Lowell Women Go West As Teacher-Pioneers
MassMoments reminds us today that when Asa Mercer of Seattle set out to recruit young women of good character to travel to the Northwest and fill the need for teachers in the Washington Territory, he came first to Lowell, Massachusetts. Why New England? Why Lowell? His reasoning was pretty straightforward: “A scarcity of women existed in those far away and newly settled regions, while a superabundance of the fairer sex abounded in New England.” Lowell must have been seen as an opportune place given the way women had flocked to it in the 1830s to work in the mills. The Civil War and the lack of access to raw cotton caused a wide-spread loss of jobs in Lowell. Economic need and a religious zeal caused a small group to answer his call. The overall results of his mission to bring woman teachers – called the “Mercer Girls” – to the west had mixed results – in two trips over 700 were recruited – but many did stay to teach… “about 70% of the women who left New England to be teacher-pioneers remained in the west. Many of their daughters became the teachers of the next generation.”

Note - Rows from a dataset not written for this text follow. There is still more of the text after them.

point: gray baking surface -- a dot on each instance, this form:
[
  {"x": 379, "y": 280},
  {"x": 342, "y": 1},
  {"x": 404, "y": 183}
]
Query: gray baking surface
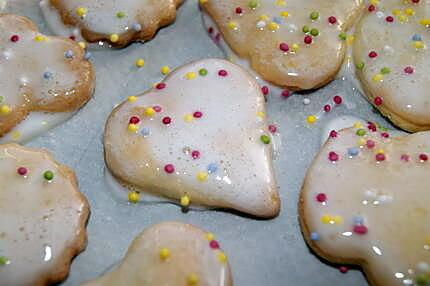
[{"x": 261, "y": 252}]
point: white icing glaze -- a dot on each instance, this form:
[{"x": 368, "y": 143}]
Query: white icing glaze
[
  {"x": 227, "y": 136},
  {"x": 404, "y": 95},
  {"x": 43, "y": 222},
  {"x": 36, "y": 75},
  {"x": 189, "y": 252},
  {"x": 376, "y": 210}
]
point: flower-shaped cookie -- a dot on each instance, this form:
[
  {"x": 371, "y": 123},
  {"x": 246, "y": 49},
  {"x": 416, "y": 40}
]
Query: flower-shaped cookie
[
  {"x": 174, "y": 254},
  {"x": 39, "y": 73},
  {"x": 365, "y": 201},
  {"x": 201, "y": 137},
  {"x": 295, "y": 44}
]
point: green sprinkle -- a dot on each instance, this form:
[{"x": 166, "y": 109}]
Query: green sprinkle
[
  {"x": 265, "y": 139},
  {"x": 361, "y": 132},
  {"x": 120, "y": 14},
  {"x": 253, "y": 4},
  {"x": 315, "y": 15},
  {"x": 48, "y": 175},
  {"x": 315, "y": 32},
  {"x": 305, "y": 29},
  {"x": 342, "y": 36},
  {"x": 360, "y": 66},
  {"x": 385, "y": 70}
]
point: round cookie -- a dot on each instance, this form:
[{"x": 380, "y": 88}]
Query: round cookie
[
  {"x": 365, "y": 201},
  {"x": 171, "y": 253},
  {"x": 41, "y": 77},
  {"x": 43, "y": 217},
  {"x": 392, "y": 58},
  {"x": 116, "y": 22},
  {"x": 294, "y": 44},
  {"x": 199, "y": 137}
]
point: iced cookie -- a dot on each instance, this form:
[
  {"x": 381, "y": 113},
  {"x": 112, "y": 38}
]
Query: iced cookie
[
  {"x": 365, "y": 201},
  {"x": 392, "y": 59},
  {"x": 295, "y": 44},
  {"x": 115, "y": 22},
  {"x": 43, "y": 217},
  {"x": 43, "y": 80},
  {"x": 173, "y": 254},
  {"x": 200, "y": 136}
]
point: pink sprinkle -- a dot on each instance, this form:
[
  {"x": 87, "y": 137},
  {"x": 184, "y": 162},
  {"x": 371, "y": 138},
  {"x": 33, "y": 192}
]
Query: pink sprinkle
[
  {"x": 214, "y": 244},
  {"x": 337, "y": 99},
  {"x": 169, "y": 168},
  {"x": 222, "y": 73},
  {"x": 360, "y": 229},
  {"x": 333, "y": 156},
  {"x": 22, "y": 171}
]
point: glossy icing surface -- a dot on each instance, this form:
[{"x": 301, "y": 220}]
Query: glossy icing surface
[
  {"x": 365, "y": 201},
  {"x": 38, "y": 74},
  {"x": 174, "y": 254},
  {"x": 289, "y": 43},
  {"x": 202, "y": 134},
  {"x": 391, "y": 51},
  {"x": 43, "y": 221}
]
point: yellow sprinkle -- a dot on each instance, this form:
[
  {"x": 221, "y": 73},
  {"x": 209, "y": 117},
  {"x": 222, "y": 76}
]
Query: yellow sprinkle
[
  {"x": 133, "y": 127},
  {"x": 190, "y": 75},
  {"x": 164, "y": 253},
  {"x": 284, "y": 14},
  {"x": 81, "y": 11},
  {"x": 210, "y": 236},
  {"x": 273, "y": 26},
  {"x": 149, "y": 111},
  {"x": 114, "y": 38},
  {"x": 185, "y": 201},
  {"x": 378, "y": 77},
  {"x": 188, "y": 118},
  {"x": 4, "y": 109},
  {"x": 133, "y": 197},
  {"x": 232, "y": 25},
  {"x": 202, "y": 176},
  {"x": 165, "y": 70},
  {"x": 140, "y": 63},
  {"x": 192, "y": 279},
  {"x": 221, "y": 257},
  {"x": 311, "y": 119}
]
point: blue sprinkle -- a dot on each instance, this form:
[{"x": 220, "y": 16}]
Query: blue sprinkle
[
  {"x": 137, "y": 27},
  {"x": 315, "y": 236},
  {"x": 212, "y": 168},
  {"x": 417, "y": 37},
  {"x": 68, "y": 54},
  {"x": 47, "y": 75},
  {"x": 146, "y": 132},
  {"x": 87, "y": 55},
  {"x": 353, "y": 151}
]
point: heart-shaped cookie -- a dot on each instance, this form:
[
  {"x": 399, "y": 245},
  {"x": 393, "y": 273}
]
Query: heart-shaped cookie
[
  {"x": 295, "y": 44},
  {"x": 174, "y": 254},
  {"x": 116, "y": 22},
  {"x": 39, "y": 74},
  {"x": 365, "y": 201},
  {"x": 43, "y": 217},
  {"x": 201, "y": 137},
  {"x": 392, "y": 58}
]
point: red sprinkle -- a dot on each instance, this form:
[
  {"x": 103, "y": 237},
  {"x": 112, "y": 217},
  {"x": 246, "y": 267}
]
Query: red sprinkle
[
  {"x": 169, "y": 168},
  {"x": 222, "y": 73},
  {"x": 167, "y": 120},
  {"x": 22, "y": 171},
  {"x": 321, "y": 197},
  {"x": 134, "y": 120}
]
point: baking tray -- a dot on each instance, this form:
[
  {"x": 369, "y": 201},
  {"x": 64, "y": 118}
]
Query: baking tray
[{"x": 261, "y": 252}]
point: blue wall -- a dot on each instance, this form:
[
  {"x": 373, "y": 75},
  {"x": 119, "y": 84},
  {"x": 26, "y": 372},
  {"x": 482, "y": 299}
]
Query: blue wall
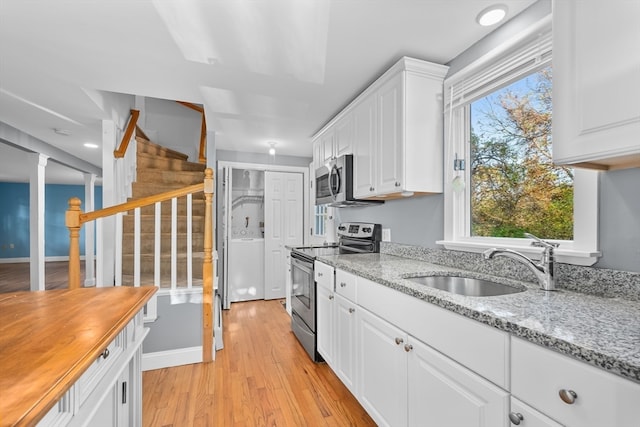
[{"x": 14, "y": 218}]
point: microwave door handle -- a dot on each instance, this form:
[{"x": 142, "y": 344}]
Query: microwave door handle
[{"x": 331, "y": 172}]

January 26 …in 1864, a visitor from Seattle held a meeting in Lowell. Asa Mercer explained to his largely female audience that there was a great scarcity of teachers in the Washington Territory. Jobs — and single men — were plentiful. Both were in short supply in Massachusetts. Any woman who could raise the money for her passage would readily find a teaching position — and soon a husband. Mercer also appealed to the women’s sense of duty: “their presence and influence were so much needed” in the West, he told them. In spite of the opportunities Seattle offered, it was unimaginably far away. Only 11 women chose to accompany Mercer on his journey home. These brave teacher-pioneers were long known as the “Mercer Girls.”